Archive for February, 2019

England’s Lost Lake a Review

 

 

Englands Lost Lake

England’s Lost Lake, The story of Whittlesea Mere.

 

 

The fen country was for centuries, millennia even, a vast expanse of open water fen and bog that stretched from the Wash inland to the higher ground to the North and West. It has been described as a vast sump soaking up and holding the water flows from those surrounding counties on higher ground. A map of Huntingdonshire dated 1645 shows towns and villages as islands amongst the bogs fens and open water. Although drainage had been started in Roman times it was not until the seventeenth century that the serious work began with Van Vermuyden as the chief engineer. Eventually the last mere left undrained was Whittlesea Mere; Paul Middleton’s  England’s Lost Lake tells the story of that nineteenth-century project updating an earlier work produced by the WEA in 1986.

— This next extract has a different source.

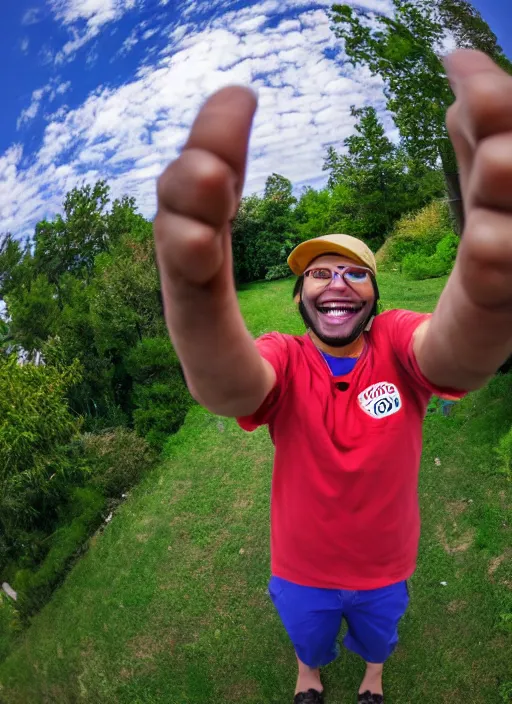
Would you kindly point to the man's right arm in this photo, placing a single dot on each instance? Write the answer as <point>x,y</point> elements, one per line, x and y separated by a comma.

It is an interesting read, detailing not only the draining of the Mere itself and the methodology but also describing some of the players involved. The way of life of those that had earned a living from the mere is explored too. We learn of the Reed Cutters, Wild Fowlers and those that fished the Mere. We are informed of how the different seasons provided other means of earning a living for those whose livelihood depended on this vast lake. Details are given of the wildlife, insects, flora and fauna that occupied the area. The species that have survived and those that were lost, some completely unique to the area.

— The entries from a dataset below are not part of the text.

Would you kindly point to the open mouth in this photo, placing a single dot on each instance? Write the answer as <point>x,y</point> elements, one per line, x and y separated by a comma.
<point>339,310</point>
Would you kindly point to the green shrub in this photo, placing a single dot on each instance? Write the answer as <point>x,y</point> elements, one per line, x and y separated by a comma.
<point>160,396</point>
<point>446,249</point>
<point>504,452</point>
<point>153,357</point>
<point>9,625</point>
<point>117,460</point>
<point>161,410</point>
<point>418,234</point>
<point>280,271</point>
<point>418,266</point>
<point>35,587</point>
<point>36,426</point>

One is left with the feeling that the project was not the overwhelming success envisaged and returning a good proportion of the fen to its past state was partly an act of expediency. This though is purely my own personal view. Whatever the reasons the Great Fen Project is something that those of us that love this landscape, welcome, a view I share with the author.

If you have an interest in the Fens and its history this is a book you should own.

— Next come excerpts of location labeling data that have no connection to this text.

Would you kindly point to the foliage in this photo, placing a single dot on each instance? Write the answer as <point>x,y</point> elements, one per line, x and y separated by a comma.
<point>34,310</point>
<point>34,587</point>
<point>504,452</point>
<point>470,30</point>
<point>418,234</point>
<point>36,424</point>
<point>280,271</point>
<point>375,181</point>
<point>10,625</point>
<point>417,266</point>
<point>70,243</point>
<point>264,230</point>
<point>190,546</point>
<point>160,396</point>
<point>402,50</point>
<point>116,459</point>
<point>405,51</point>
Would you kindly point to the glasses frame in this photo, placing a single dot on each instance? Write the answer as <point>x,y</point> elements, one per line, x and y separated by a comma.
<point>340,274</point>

One last point Paul if you are reading this can you tell me about the Shelerode?

This book was sponsored by the Fenland Trust.

 

 

The Great Fen project and Fen Ague

Fenland sky 

The Great Fen Project is an attempt to restore and return some of our natural fen heritage to an earlier state. The objective is to facilitate the regeneration of an ecosystem encouraging the return of greater wildlife diversity and habitat.

Having the oppportunity to watch flocks of waterfowl as they return to roost in a panoramic Fenland sunset is something I look forward to. Even aged 67, after spending my life in the fens, the limitless skies, the beauty of spectacular sunsets and sunrises, on a grand scale continue to fill me with awe.

One aspect of the regeneration of the fens seemingly neglected concerns me. Fen Ague or The Ague was a form of malaria once prevalent in the fens. Those that survived the infection were often revisited with its symptoms. Samuel Pepys was a famous sufferer as was Oliver Cromwell. He died at the relatively young age of 59 from Tertian Ague.

Starting with the seventeenth century and since large scale drainage has removed the stagnant pools of water – the breeding grounds for the mosquito disease carriers. Records were kept during the nineteenth century by county of the incidence of Ague or Malaria. Records have been correlated together with rainfall and temperature variation  Rates of Malaria infection were found to have fluctuated with temperature and rainfall. Warmer and wetter summer weather coincided with increases in the number of recorded cases. (1.)

Since the referenced article’s publication in 2003, evidence for climate change has become even stronger.  The assumption is that as a consequence the UK will become wetter and warmer. As the Great Fen Project develops, pools of stagnant water will grow in size and number.

Greater numbers of people from the UK are visiting areas abroad where Malaria is prevalent. This increases the probability that some travellers may return infected with the disease. These factors: increasing climate temperature and more abundent mosquito breeding grounds could see a return of a disease that had left these shores. Another concern is that warm air flows could bring mosquitoes infected with the parasite into the fens. I have expressed concerns about Fen Ague to those setting up the Great Fen Project.

Rex Sly on his blog post “Malaria in the Fens” (October 2007) believes that the extinction in the fens of the disease has been comprehensive.  He states that the disease-carrying mosquito species responsible has become extinct and there would need to be a pool of infection existing within the local human population. These factors he feels sure should be sufficient to prevent re-emergence of Malaria. Hopefully, Rex is right but the areas of concern I have outlined may outweigh this optimism. Increased international travel, disease evolution, larger bodies of stagnant water and a warmer climate could in the none-too-distant future provide a means for Malaria to return to these shores.

Hopefully, Malaria or Fen Ague is gone for good. However, at the very least, contingency plans to deal with the problem, should it arise, ought to be in place. The guardians of our welfare should, in my view, give this matter serious consideration.  Often in the past, the unthinkable and unexpected, have found us as a nation unprepared, even though, many timely warnings were given.

 

(1) 2003 article. (Malaria in Britain: Past, Present and Future, 2003. Katrin Gaardbo Kuhn, Diarmid  Campbell-Lendrum, Ben Armstrong and Clive R Davies).